3. Permanent Residency Visa (PR)
A PR Visa is the most time consuming and potentially problematic Visa offered by the Australian authorities. Applying for the Permanent Residency Visa outside Australia takes approximately three to six months to process, and requires a great deal of paperwork. Should you choose to apply for this visa, your personal recruitment coordinator will assist and advise you throughout the process.

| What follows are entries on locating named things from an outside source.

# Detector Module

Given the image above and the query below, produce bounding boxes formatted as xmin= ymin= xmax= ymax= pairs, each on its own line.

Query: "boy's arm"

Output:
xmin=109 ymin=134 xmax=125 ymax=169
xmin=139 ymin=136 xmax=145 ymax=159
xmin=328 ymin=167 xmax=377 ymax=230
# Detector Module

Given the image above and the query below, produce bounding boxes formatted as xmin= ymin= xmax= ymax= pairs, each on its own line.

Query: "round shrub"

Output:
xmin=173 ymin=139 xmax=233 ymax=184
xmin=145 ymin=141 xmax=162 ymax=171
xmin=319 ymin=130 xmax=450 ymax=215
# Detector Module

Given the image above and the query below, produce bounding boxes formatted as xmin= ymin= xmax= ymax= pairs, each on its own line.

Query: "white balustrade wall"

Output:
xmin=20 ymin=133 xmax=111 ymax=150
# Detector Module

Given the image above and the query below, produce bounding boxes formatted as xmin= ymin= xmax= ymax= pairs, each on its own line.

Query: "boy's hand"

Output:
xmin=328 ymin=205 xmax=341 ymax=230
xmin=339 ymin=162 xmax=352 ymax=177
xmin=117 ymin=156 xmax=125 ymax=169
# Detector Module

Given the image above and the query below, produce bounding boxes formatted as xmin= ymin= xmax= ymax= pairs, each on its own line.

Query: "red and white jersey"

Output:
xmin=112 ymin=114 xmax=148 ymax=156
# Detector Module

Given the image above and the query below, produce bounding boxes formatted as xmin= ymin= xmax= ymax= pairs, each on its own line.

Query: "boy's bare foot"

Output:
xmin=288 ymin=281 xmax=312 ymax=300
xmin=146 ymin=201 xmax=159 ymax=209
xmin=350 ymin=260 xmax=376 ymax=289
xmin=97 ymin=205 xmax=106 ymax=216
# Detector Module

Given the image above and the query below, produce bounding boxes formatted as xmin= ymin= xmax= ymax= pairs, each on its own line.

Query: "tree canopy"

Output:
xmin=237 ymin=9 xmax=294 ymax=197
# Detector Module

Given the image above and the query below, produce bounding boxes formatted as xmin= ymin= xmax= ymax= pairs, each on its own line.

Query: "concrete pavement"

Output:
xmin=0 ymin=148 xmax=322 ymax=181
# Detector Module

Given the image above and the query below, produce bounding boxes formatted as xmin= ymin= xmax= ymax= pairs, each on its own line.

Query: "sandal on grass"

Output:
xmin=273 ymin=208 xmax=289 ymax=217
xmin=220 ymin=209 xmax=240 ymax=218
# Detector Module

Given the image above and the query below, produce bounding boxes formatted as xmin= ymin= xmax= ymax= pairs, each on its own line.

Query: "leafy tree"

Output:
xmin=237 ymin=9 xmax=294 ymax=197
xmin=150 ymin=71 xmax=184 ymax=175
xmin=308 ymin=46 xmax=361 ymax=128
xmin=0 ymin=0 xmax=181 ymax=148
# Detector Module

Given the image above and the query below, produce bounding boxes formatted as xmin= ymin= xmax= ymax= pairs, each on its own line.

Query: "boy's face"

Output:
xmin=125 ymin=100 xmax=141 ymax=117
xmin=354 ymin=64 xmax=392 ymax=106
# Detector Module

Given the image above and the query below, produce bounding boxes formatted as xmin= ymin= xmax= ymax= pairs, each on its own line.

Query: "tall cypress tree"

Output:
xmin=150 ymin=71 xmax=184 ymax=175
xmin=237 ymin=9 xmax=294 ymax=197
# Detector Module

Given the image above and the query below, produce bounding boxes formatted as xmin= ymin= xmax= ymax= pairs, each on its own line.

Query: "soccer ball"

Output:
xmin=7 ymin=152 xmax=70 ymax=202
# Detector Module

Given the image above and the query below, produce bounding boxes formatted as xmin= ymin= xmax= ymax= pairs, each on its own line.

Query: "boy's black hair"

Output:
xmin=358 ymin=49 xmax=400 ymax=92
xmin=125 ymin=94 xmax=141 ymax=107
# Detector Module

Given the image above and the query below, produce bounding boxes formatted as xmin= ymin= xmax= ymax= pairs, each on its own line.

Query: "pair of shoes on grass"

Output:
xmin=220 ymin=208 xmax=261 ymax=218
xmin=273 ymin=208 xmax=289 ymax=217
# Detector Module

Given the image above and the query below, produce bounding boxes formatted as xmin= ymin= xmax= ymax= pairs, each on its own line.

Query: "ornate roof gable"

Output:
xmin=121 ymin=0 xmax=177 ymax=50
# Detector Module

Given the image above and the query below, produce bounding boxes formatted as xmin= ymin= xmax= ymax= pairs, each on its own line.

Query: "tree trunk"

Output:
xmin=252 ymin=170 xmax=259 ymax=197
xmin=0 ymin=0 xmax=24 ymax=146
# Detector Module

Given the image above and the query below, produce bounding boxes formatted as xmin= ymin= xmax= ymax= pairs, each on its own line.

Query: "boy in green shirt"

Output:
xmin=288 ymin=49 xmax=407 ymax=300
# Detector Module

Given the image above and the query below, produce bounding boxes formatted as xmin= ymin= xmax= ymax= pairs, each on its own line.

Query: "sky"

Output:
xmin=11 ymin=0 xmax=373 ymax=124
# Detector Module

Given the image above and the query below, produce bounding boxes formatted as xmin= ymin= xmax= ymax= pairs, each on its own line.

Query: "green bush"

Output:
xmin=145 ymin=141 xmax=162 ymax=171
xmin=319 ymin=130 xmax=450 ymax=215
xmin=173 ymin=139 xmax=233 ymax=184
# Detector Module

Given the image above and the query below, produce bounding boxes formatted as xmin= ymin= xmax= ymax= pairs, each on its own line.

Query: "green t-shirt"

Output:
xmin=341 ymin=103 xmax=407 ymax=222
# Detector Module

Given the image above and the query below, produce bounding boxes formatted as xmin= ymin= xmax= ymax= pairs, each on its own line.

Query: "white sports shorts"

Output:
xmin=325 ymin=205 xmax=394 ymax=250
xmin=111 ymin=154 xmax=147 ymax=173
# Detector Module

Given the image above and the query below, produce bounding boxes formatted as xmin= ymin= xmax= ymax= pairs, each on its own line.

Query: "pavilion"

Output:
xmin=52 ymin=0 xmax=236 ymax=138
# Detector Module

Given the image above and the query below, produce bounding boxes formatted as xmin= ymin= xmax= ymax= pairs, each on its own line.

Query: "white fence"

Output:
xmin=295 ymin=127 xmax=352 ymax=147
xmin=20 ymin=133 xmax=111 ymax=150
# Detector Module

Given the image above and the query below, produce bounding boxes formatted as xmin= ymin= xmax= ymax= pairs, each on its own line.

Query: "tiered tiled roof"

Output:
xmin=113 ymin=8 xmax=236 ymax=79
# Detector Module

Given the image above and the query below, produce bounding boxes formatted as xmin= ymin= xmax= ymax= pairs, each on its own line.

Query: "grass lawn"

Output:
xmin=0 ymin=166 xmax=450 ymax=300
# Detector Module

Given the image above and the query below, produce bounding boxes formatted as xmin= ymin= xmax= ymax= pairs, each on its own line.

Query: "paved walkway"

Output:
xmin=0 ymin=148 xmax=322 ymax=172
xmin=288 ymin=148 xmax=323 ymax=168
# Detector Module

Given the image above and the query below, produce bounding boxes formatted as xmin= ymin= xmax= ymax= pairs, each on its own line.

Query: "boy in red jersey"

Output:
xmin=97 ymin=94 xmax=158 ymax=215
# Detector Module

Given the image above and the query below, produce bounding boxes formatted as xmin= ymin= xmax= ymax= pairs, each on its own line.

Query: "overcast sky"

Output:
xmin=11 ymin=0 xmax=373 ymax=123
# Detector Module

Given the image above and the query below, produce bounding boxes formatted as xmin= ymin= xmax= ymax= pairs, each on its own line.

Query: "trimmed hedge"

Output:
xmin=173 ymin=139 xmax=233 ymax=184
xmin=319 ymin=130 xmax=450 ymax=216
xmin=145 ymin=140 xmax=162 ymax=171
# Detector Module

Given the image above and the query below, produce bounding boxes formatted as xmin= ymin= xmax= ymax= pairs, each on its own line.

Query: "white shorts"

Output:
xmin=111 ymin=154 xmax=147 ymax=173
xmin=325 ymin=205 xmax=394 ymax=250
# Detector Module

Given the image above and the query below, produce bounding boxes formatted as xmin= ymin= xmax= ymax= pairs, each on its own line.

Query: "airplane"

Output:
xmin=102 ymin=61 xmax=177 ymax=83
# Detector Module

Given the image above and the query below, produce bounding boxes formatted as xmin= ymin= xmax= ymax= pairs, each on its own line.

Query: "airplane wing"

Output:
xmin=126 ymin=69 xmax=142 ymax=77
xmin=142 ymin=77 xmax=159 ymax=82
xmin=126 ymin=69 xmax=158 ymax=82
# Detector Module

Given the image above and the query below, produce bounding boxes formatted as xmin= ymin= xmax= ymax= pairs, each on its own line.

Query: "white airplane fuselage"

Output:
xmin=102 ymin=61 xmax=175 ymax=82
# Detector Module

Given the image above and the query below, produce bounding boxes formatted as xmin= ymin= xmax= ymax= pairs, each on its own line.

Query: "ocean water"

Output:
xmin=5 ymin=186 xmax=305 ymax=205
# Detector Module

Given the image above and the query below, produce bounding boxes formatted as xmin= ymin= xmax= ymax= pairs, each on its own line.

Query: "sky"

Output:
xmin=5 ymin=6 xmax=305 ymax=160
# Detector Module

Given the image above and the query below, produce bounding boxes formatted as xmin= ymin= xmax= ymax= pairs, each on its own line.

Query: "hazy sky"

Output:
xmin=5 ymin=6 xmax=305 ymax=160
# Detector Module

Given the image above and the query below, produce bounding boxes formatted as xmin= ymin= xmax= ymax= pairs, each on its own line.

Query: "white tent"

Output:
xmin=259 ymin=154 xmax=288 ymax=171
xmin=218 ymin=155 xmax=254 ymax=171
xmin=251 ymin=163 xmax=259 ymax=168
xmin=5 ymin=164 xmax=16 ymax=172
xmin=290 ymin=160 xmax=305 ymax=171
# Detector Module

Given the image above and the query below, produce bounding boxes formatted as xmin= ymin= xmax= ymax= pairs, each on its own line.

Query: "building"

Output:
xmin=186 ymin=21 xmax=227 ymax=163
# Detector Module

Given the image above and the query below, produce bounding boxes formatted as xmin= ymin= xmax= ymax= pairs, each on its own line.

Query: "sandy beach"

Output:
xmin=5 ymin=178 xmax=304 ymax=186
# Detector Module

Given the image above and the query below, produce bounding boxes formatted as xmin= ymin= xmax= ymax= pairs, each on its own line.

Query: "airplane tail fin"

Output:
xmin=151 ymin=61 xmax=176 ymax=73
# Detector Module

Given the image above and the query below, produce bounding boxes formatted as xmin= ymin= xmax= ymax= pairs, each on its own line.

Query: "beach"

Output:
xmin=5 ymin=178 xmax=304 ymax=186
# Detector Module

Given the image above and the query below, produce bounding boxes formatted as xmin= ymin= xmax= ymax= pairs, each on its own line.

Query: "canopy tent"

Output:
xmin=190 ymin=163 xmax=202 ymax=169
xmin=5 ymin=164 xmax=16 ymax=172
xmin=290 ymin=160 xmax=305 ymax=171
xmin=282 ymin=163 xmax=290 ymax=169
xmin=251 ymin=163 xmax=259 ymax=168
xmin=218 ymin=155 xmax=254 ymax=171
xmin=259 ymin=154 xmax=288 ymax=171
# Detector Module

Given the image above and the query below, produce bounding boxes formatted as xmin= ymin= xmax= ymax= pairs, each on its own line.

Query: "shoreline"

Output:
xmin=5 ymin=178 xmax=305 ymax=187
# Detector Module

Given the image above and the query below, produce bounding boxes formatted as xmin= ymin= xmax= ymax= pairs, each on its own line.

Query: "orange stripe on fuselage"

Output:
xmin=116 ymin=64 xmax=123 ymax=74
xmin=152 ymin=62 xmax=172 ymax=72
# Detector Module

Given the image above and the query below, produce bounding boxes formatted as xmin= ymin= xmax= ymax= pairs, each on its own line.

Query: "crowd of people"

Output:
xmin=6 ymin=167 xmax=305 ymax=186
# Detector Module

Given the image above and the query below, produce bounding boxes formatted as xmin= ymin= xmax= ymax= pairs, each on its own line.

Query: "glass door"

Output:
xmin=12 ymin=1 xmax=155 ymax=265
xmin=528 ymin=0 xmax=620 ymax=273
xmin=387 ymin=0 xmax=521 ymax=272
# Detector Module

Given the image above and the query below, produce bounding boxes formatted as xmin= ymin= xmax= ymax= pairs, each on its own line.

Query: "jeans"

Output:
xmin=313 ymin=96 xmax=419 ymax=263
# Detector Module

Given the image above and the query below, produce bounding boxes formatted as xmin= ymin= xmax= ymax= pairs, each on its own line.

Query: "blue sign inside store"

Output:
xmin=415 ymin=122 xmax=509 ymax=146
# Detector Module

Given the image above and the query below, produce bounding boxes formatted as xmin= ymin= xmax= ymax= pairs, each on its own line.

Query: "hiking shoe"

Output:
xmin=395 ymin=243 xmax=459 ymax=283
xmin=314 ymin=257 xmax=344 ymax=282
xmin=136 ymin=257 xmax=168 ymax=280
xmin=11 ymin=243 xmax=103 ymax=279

We should emphasize that the Permanent Residency Visa is only recommended to those candidates who are prepared for a longer recruitment process, and are absolutely sure that employment in Australia is the right career path for them. You should note that the Permanent Residency visa is only offered to nurses who have children of school age (4+). Also note that if you have children with you but do not have PR, you would have to pay school fees of 4500 Australian Dollars per child.
Visa Pricing Estimator
How long will the process take?
Following an interview it should take about 5 days to receive your employment offer.
After you are police cleared and the hospital has a copy of your Australian Nursing Registration Certificate, sponsorship takes 1-8 weeks depending on whether you have a long stay 457 visa or a permanent residency visa. The long stay visa (for 1 year to 4 years) can be applied for online and it usually takes about 2 to 3 months depending on how fast your medical is cleared. Permanent residency takes 5 to 7 months on average.
Therefore the average time from initial inquiry, registration, interview to travel will take 6 to 8 months for a 457 long stay visa and 9 to 12 months for Permanent residency visa.
How will I be interviewed?
We leverage all forms of communications - telephone interviews, Skype interviews, when possible, as well as face to face interviews. Sometimes representatives from NSW Health come to the UK, Ireland and USA to conduct face-to-face interviews, but mostly you will have a telephone interview direct with the nurse manager on the unit for which you have been shortlisted.
What paperwork will be required?
For your employer:
- CV: When applying for a post outside your own country, those reading your resume/CV may not be familiar with your hospital or the system of nursing in your country. Therefore it is important to briefly describe your working environment and the duties you carry out at work.
- Application form
- Medical clearance
- References: Professional Connections will contact your references.
- Police clearances will be required prior to traveling.
- Visa application paperwork: Professional Connections will detail what is required at application stage.
Sounds like a lot of paperwork?
Yes, there is, and that is why you need our assistance to guide you through each part of the recruitment process. We have helped hundreds of nurses so we know how to get you through it all!
How much will it cost in total for me to become a nurse in Australia?
The following table covers the most significant costs involved (check current exchange rates to see these prices in your own local currency):
- APHRA registration 540 Australian Dollars.
- Certifying documents for APHRA 60- 150 Euros dependent on number of documents.
- IELTS Approx. 210 Euros (depends on facility).
- Police clearances: variable.
- Visa fees for 457 Visas: 455 Australian Dollars.
- Permanent Residency Visas: 3060 Australian Dollars.
- Medical fees for each family member: 300 - 400 Euros.
- Flight costs: variable.
- Accommodation costs: deposit and rent, variable.